When I was seven years old my parents took my sister and me to the Grauman’s Chinese Theater on Hollywood Boulevard to see the musical production of Oklahoma. That was in 1955 but it was an event I’ll always remember. Roger and Hammerstein’s musical score still rings in my ears even to this day, especially their famous song, “Surrey with the Fringe on Top.  Maybe that’s why years later when Nancy and I came upon a surrey for sale in the Amish country of northern Indiana we decided to buy it.

I had been asked to do a television interview at a station in South Bend, Indiana that spring and we used the opportunity to take a few extra days and experience the rolling countryside of Indiana.
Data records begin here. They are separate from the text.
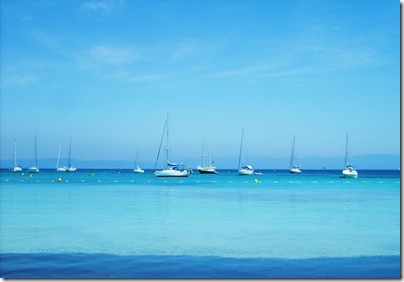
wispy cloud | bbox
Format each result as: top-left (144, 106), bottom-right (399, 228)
top-left (112, 72), bottom-right (164, 82)
top-left (170, 40), bottom-right (215, 62)
top-left (88, 45), bottom-right (142, 65)
top-left (1, 73), bottom-right (39, 86)
top-left (81, 0), bottom-right (124, 13)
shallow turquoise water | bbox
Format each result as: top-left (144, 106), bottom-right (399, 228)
top-left (0, 170), bottom-right (400, 278)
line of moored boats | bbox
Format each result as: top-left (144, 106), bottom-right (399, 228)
top-left (7, 114), bottom-right (358, 178)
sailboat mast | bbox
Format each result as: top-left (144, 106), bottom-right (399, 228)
top-left (135, 148), bottom-right (139, 166)
top-left (164, 114), bottom-right (170, 168)
top-left (69, 137), bottom-right (72, 167)
top-left (345, 132), bottom-right (349, 165)
top-left (289, 135), bottom-right (295, 168)
top-left (201, 135), bottom-right (206, 166)
top-left (154, 117), bottom-right (167, 169)
top-left (35, 130), bottom-right (38, 167)
top-left (238, 129), bottom-right (244, 168)
top-left (56, 140), bottom-right (63, 168)
top-left (13, 138), bottom-right (17, 167)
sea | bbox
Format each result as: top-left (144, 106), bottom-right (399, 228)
top-left (0, 169), bottom-right (402, 279)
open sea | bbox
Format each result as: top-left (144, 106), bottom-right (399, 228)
top-left (0, 170), bottom-right (402, 278)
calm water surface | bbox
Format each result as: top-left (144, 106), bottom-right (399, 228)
top-left (0, 170), bottom-right (400, 278)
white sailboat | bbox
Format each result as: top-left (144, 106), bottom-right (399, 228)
top-left (10, 138), bottom-right (22, 172)
top-left (289, 135), bottom-right (302, 173)
top-left (66, 137), bottom-right (77, 172)
top-left (154, 114), bottom-right (190, 177)
top-left (341, 133), bottom-right (358, 178)
top-left (28, 131), bottom-right (39, 173)
top-left (56, 141), bottom-right (67, 171)
top-left (133, 150), bottom-right (144, 173)
top-left (238, 129), bottom-right (254, 175)
top-left (198, 138), bottom-right (218, 174)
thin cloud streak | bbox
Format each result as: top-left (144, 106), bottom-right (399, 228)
top-left (81, 0), bottom-right (123, 13)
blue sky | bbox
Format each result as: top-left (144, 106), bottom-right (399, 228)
top-left (0, 0), bottom-right (400, 165)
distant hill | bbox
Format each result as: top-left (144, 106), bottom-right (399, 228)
top-left (0, 154), bottom-right (400, 170)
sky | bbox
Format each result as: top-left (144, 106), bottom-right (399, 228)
top-left (0, 0), bottom-right (400, 166)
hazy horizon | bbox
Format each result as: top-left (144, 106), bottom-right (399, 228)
top-left (0, 0), bottom-right (400, 162)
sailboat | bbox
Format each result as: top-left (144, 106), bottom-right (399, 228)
top-left (289, 135), bottom-right (302, 173)
top-left (10, 138), bottom-right (22, 172)
top-left (341, 133), bottom-right (358, 178)
top-left (198, 138), bottom-right (218, 174)
top-left (238, 129), bottom-right (254, 175)
top-left (28, 131), bottom-right (39, 173)
top-left (56, 141), bottom-right (67, 171)
top-left (154, 114), bottom-right (190, 177)
top-left (133, 150), bottom-right (144, 173)
top-left (65, 137), bottom-right (77, 172)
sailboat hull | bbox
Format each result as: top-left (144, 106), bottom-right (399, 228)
top-left (11, 166), bottom-right (22, 172)
top-left (238, 169), bottom-right (254, 175)
top-left (154, 169), bottom-right (189, 177)
top-left (289, 167), bottom-right (302, 173)
top-left (198, 166), bottom-right (218, 174)
top-left (342, 169), bottom-right (358, 178)
top-left (28, 166), bottom-right (39, 173)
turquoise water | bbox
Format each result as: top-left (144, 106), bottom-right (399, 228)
top-left (0, 170), bottom-right (400, 277)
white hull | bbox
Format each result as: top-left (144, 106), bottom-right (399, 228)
top-left (154, 169), bottom-right (189, 177)
top-left (28, 166), bottom-right (39, 173)
top-left (11, 166), bottom-right (22, 172)
top-left (238, 169), bottom-right (254, 175)
top-left (342, 168), bottom-right (358, 178)
top-left (289, 167), bottom-right (302, 173)
top-left (133, 166), bottom-right (144, 173)
top-left (198, 166), bottom-right (218, 174)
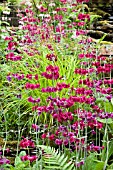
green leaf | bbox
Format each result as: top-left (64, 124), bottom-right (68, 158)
top-left (97, 118), bottom-right (113, 124)
top-left (15, 156), bottom-right (22, 166)
top-left (94, 162), bottom-right (104, 170)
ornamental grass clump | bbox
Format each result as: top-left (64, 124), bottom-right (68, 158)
top-left (2, 0), bottom-right (113, 170)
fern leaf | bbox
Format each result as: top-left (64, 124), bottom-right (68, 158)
top-left (62, 161), bottom-right (72, 170)
top-left (37, 145), bottom-right (75, 170)
top-left (60, 157), bottom-right (68, 166)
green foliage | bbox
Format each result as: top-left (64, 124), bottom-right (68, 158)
top-left (84, 153), bottom-right (104, 170)
top-left (37, 145), bottom-right (75, 170)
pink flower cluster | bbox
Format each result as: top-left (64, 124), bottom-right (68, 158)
top-left (27, 96), bottom-right (40, 103)
top-left (19, 138), bottom-right (35, 148)
top-left (41, 65), bottom-right (59, 80)
top-left (6, 52), bottom-right (22, 61)
top-left (21, 155), bottom-right (38, 162)
top-left (25, 83), bottom-right (40, 90)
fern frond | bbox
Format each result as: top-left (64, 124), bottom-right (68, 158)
top-left (37, 145), bottom-right (75, 170)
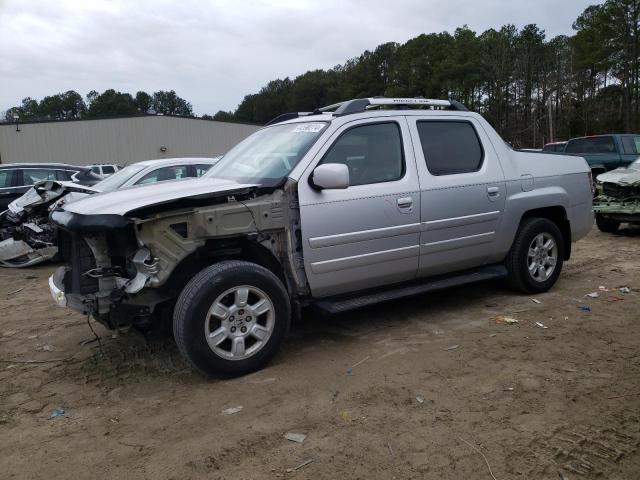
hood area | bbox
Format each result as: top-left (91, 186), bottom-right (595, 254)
top-left (63, 177), bottom-right (257, 216)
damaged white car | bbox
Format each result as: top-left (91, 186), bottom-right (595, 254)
top-left (0, 157), bottom-right (220, 268)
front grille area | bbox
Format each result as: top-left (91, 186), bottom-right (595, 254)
top-left (602, 182), bottom-right (640, 200)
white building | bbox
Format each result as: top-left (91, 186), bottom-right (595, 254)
top-left (0, 115), bottom-right (260, 165)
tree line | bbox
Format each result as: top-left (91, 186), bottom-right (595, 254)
top-left (213, 0), bottom-right (640, 147)
top-left (6, 0), bottom-right (640, 147)
top-left (5, 89), bottom-right (193, 122)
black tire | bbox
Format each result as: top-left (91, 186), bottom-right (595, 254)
top-left (505, 218), bottom-right (564, 293)
top-left (596, 213), bottom-right (621, 233)
top-left (173, 260), bottom-right (291, 378)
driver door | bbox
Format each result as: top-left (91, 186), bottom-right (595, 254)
top-left (298, 117), bottom-right (420, 297)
We had never been to Indiana, or for that matter in any Amish country before, but because of our love for country living we wanted to take advantage of the airline ticket it took to get there. After renting a car we drove from Indianapolis to the north eastern corner of the state where we discovered the town and Amish community of Shipshewana. In the middle of town sitting outside a tack and harness shop we couldn’t help but notice the surrey that we ended up buying and transporting back to Idaho.  I won’t share all of the details, but I will say it was a little crazy buying something as large as a four passenger surrey that was some two thousand miles and seven states away from home. It was an ordeal that took nearly as long to get it transported as it would have had I hitched it to a team of horses and drove the entire way.

When the surrey did finally arrive after some wonderful new found friends in Indiana offered to help in the shipping process, I couldn’t wait to get it on the road. We immediately hitched it to two of our horses, Dusty and Monday. They had already been working as a team, and the lightness of the surrey with its rubber tired wooden buggy wheels was nothing for them to pull. For several years we enjoyed driving it through our hills on the winding country roads until one sad day Dusty, our beloved buckskin horse, became too lame to use due to the flare up of an old foot injury. Also, Monday our little Appaloosa mare, whom we have owned her entire life, had reached her thirties.  It was time for her as well to retire from any kind of hard use and because of the loss of these two faithful horses we had found ourselves without a usable team. [See Livestock catagory] For the past two years the surrey has sat in the barn taking up precious space and needing a good home where it will once again be used. If you’re interested or know anyone who might be, you can connect with us either by using the comment space on this blog or by contacting us at tri.robinson@vineyardboise.org.

It will honestly be a little hard to see the old surrey go, but everything has its season and it needs a home where it will be valued and used once again.